# Lesson - Intermediate joins in SQL

Most databases have more than 2 tables, so we'll need strategies to be able to write queries to combine data from 3 or more tables.

In this lesson we'll learn some new techniques to work with the sort of databases that most businesses will use. We'll be working with a modified version of a database called Chinook. The Chinook database contains information about a fictional digital music shop - kind of like a mini-iTunes store.

The Chinook database contains information about the artists, songs, and albums from the music shop, as well as information on the shop's employees, customers, and the customers purchases. This information is contained in eleven tables. Like with our Factbook database, a schema diagram will help us understand the available columns and the structure of the data.

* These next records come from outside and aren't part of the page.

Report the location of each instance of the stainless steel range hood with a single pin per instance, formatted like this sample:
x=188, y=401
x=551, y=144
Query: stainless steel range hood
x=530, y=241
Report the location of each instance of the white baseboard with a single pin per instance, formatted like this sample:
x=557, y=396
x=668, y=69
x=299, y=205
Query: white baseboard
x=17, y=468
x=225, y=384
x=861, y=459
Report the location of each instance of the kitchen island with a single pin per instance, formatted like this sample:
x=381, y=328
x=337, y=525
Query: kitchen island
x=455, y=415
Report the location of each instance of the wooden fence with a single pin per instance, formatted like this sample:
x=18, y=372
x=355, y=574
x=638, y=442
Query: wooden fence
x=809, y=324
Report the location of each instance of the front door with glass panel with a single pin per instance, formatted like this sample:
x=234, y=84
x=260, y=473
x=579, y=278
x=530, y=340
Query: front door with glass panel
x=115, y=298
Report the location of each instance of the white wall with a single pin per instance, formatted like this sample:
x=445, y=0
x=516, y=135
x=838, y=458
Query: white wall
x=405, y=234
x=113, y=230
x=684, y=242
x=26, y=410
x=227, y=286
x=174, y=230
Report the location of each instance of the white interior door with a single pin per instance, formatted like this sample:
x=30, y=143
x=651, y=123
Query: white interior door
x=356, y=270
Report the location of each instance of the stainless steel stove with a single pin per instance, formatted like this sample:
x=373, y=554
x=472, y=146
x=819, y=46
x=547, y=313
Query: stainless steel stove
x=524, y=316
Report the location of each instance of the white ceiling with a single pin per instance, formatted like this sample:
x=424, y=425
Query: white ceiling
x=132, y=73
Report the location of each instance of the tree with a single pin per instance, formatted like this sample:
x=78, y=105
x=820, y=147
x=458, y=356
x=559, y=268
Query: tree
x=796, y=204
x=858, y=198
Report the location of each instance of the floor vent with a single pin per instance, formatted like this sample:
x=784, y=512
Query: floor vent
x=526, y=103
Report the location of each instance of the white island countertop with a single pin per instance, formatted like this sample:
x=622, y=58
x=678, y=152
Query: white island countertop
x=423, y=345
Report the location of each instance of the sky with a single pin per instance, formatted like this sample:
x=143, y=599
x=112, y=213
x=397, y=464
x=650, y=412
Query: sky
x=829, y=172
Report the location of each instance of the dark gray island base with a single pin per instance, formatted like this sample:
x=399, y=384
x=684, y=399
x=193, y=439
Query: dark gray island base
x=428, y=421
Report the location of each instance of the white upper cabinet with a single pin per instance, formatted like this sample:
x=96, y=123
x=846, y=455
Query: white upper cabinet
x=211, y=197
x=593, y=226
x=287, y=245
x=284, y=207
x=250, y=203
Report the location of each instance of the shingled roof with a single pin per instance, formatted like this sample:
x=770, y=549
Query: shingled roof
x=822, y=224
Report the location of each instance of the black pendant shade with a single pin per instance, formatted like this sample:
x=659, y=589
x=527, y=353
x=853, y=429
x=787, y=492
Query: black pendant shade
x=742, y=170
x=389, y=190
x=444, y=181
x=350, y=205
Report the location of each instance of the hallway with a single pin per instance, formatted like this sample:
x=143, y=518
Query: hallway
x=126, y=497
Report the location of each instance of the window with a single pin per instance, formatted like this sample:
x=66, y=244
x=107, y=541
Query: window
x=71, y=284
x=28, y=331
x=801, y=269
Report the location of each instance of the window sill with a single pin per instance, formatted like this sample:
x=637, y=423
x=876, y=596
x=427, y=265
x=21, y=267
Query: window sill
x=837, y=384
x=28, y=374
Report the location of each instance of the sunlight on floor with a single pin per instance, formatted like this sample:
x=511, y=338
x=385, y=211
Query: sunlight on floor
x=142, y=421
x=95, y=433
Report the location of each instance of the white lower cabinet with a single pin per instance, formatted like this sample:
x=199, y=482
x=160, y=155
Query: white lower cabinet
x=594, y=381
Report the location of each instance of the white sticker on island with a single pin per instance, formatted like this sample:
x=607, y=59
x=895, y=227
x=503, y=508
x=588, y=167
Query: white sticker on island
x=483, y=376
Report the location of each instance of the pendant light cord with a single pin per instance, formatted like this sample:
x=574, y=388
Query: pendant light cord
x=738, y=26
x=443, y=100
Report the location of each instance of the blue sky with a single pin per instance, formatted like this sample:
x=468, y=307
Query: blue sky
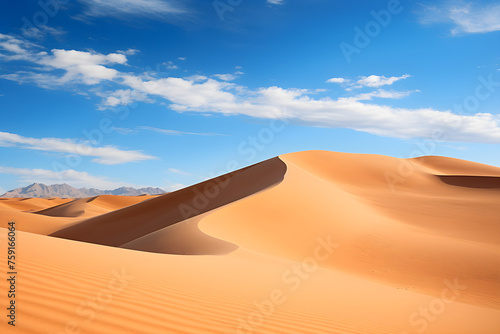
x=168, y=93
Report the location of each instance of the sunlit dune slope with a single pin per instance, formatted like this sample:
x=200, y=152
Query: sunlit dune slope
x=308, y=242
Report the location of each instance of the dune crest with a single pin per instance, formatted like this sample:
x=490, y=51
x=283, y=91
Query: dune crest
x=308, y=242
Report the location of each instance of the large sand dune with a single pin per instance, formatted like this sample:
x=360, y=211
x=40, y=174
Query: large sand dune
x=309, y=242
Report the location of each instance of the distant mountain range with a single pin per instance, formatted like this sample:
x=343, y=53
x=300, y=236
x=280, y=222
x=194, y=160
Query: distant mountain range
x=67, y=191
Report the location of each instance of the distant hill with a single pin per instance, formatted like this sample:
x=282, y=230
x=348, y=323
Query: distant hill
x=67, y=191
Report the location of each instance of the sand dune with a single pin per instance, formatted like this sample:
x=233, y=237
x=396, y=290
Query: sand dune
x=309, y=242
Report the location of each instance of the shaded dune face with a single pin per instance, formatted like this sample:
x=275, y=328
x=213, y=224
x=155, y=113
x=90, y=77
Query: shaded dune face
x=471, y=181
x=121, y=227
x=74, y=208
x=352, y=243
x=415, y=234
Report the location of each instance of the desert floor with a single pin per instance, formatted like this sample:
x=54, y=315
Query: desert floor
x=308, y=242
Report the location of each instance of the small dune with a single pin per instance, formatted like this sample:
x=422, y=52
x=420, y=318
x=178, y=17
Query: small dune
x=307, y=242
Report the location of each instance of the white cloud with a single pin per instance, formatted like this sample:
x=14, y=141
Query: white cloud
x=41, y=31
x=225, y=77
x=178, y=171
x=126, y=8
x=379, y=80
x=106, y=155
x=122, y=97
x=467, y=18
x=124, y=131
x=336, y=80
x=381, y=94
x=71, y=177
x=207, y=95
x=177, y=133
x=79, y=66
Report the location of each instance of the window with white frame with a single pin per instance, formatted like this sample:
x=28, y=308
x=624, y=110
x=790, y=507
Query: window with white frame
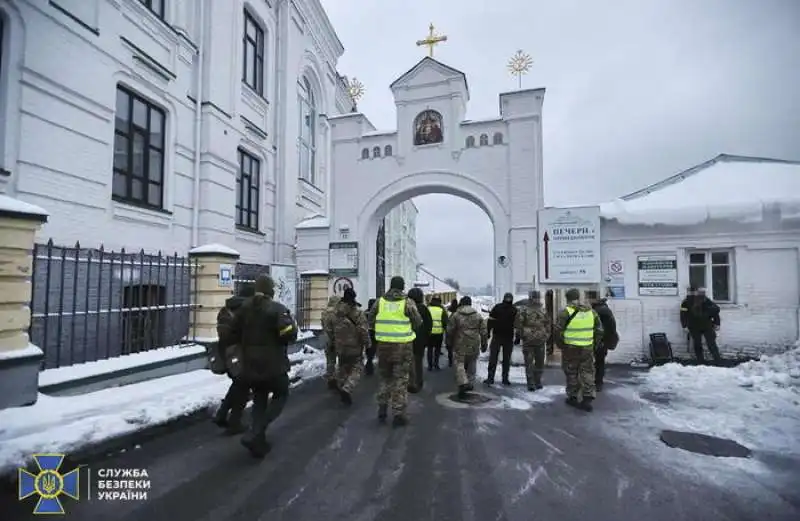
x=307, y=138
x=253, y=54
x=713, y=270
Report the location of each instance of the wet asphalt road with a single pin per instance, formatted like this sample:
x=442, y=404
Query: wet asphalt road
x=549, y=462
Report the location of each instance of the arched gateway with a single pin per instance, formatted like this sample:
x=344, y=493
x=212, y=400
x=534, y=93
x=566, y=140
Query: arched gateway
x=495, y=163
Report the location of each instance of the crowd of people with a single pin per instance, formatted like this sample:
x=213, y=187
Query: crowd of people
x=403, y=333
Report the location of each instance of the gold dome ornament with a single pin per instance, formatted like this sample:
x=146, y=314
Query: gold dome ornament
x=519, y=65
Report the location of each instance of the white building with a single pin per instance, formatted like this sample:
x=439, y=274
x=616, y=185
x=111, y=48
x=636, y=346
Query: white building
x=164, y=124
x=401, y=242
x=495, y=163
x=732, y=225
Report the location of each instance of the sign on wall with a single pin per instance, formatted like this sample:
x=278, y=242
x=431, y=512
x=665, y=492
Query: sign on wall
x=658, y=275
x=225, y=276
x=343, y=259
x=285, y=277
x=569, y=245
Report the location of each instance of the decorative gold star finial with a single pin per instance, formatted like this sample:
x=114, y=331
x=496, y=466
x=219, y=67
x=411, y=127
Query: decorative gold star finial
x=431, y=40
x=519, y=65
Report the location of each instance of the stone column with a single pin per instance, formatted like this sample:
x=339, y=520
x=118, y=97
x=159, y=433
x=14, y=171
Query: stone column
x=213, y=268
x=19, y=359
x=319, y=298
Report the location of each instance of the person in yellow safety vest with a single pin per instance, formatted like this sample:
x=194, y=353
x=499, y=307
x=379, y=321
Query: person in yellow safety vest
x=577, y=332
x=439, y=317
x=394, y=319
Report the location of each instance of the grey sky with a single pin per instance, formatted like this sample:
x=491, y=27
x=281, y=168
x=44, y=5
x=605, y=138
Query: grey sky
x=636, y=91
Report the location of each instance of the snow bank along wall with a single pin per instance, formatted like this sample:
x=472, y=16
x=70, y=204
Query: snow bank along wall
x=750, y=269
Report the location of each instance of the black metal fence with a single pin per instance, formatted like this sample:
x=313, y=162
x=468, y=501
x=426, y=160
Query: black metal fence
x=92, y=304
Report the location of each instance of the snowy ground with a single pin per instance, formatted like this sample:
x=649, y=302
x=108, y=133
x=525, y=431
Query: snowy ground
x=64, y=424
x=756, y=404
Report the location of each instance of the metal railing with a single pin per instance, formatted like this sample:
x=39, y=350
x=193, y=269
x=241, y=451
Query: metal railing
x=92, y=304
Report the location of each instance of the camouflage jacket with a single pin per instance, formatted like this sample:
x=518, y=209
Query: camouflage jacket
x=532, y=326
x=327, y=314
x=467, y=330
x=350, y=330
x=563, y=317
x=411, y=309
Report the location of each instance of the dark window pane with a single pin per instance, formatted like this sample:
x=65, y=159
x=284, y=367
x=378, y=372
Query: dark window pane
x=137, y=189
x=156, y=166
x=120, y=185
x=719, y=257
x=138, y=155
x=139, y=114
x=697, y=276
x=122, y=109
x=120, y=152
x=156, y=129
x=154, y=194
x=697, y=258
x=720, y=279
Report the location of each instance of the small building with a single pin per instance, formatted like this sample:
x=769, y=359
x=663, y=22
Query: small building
x=731, y=225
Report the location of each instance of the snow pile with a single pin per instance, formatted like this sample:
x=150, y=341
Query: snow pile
x=756, y=403
x=736, y=190
x=65, y=424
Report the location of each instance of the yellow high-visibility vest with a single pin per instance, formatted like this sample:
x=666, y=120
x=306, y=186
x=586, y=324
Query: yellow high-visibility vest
x=436, y=315
x=580, y=331
x=391, y=323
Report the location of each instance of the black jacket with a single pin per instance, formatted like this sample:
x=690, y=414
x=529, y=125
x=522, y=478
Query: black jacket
x=501, y=321
x=699, y=314
x=608, y=321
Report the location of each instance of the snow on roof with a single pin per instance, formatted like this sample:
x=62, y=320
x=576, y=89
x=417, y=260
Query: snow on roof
x=735, y=188
x=313, y=222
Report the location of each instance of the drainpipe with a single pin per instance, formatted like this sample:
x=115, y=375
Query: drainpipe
x=277, y=136
x=198, y=121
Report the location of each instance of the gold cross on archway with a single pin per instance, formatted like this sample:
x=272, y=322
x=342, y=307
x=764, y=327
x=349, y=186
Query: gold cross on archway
x=431, y=40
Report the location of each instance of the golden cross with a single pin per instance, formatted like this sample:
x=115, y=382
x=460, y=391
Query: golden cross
x=431, y=40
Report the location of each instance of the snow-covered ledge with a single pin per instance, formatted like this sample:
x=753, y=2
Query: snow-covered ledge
x=19, y=360
x=214, y=267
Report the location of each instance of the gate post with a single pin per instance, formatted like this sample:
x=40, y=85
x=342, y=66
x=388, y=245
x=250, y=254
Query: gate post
x=19, y=359
x=213, y=267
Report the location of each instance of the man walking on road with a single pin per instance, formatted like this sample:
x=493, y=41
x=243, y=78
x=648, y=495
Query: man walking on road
x=262, y=329
x=501, y=329
x=351, y=338
x=394, y=318
x=610, y=337
x=439, y=324
x=421, y=340
x=330, y=348
x=467, y=332
x=532, y=329
x=700, y=316
x=577, y=331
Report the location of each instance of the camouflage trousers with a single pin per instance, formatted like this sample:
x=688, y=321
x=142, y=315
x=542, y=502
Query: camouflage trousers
x=330, y=360
x=578, y=365
x=394, y=364
x=349, y=372
x=534, y=363
x=466, y=367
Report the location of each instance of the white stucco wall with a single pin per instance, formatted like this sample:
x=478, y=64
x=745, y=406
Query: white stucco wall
x=503, y=179
x=763, y=315
x=57, y=101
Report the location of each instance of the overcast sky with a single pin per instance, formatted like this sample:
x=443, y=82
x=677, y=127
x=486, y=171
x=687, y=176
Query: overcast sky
x=636, y=91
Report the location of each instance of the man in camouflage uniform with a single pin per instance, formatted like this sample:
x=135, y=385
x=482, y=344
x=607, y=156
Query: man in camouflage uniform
x=467, y=331
x=577, y=332
x=394, y=310
x=351, y=338
x=330, y=348
x=532, y=329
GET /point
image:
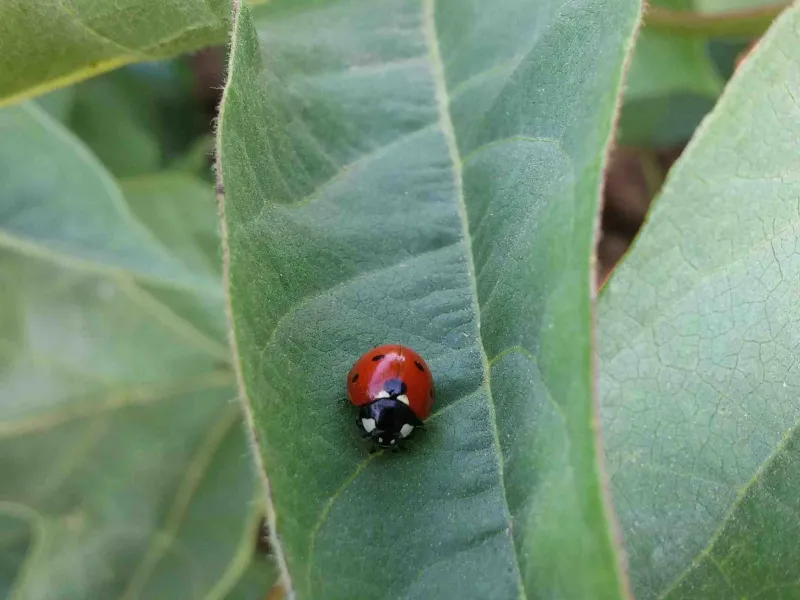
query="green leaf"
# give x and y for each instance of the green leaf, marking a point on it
(124, 471)
(46, 44)
(138, 118)
(424, 173)
(60, 203)
(671, 85)
(698, 344)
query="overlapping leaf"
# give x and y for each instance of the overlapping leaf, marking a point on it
(123, 467)
(425, 173)
(46, 44)
(699, 339)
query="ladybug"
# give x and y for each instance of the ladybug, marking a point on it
(393, 388)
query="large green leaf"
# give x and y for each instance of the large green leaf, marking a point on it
(699, 338)
(424, 173)
(45, 44)
(123, 467)
(670, 86)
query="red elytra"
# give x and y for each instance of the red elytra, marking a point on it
(393, 388)
(366, 381)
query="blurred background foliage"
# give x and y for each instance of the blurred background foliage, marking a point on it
(150, 125)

Here's a schema diagram for the Chinook database:



![image.png](attachment:image.png)

Let's take a moment to understand the different parts of the schema diagram:

Tables names are shown in bold, with the columns in each table listed below.
- Each table has one or more columns with shading, which indicates those columns are a primary key. Each row's primary key must be unique.
- Relationships between tables are shown using lines between the tables. The lines indicate which columns are related. We can notice that at least one 'end' of the relationship will be a primary key.
- 

**Load sql and connect to the Database factbook.db using following magic:**

In [None]:
%%capture
%reload_ext sql
%sql sqlite:///chinook.db    

### Query the database to get table information for `chinook.db` directly:
**Use %%sql magic before query in each code cell to avoid returning an error 

In [None]:
%%sql
SELECT * 
FROM sqlite_master 
WHERE type='table';

### Joining Three Tables
Write a query  that For one single purchase (invoice_id=4), for each track purchased gives:

- The id of the track.
- The name of the track.
- The name of media type of the track.
- The price that the customer paid for the track.
- The quantity of the track that was purchased.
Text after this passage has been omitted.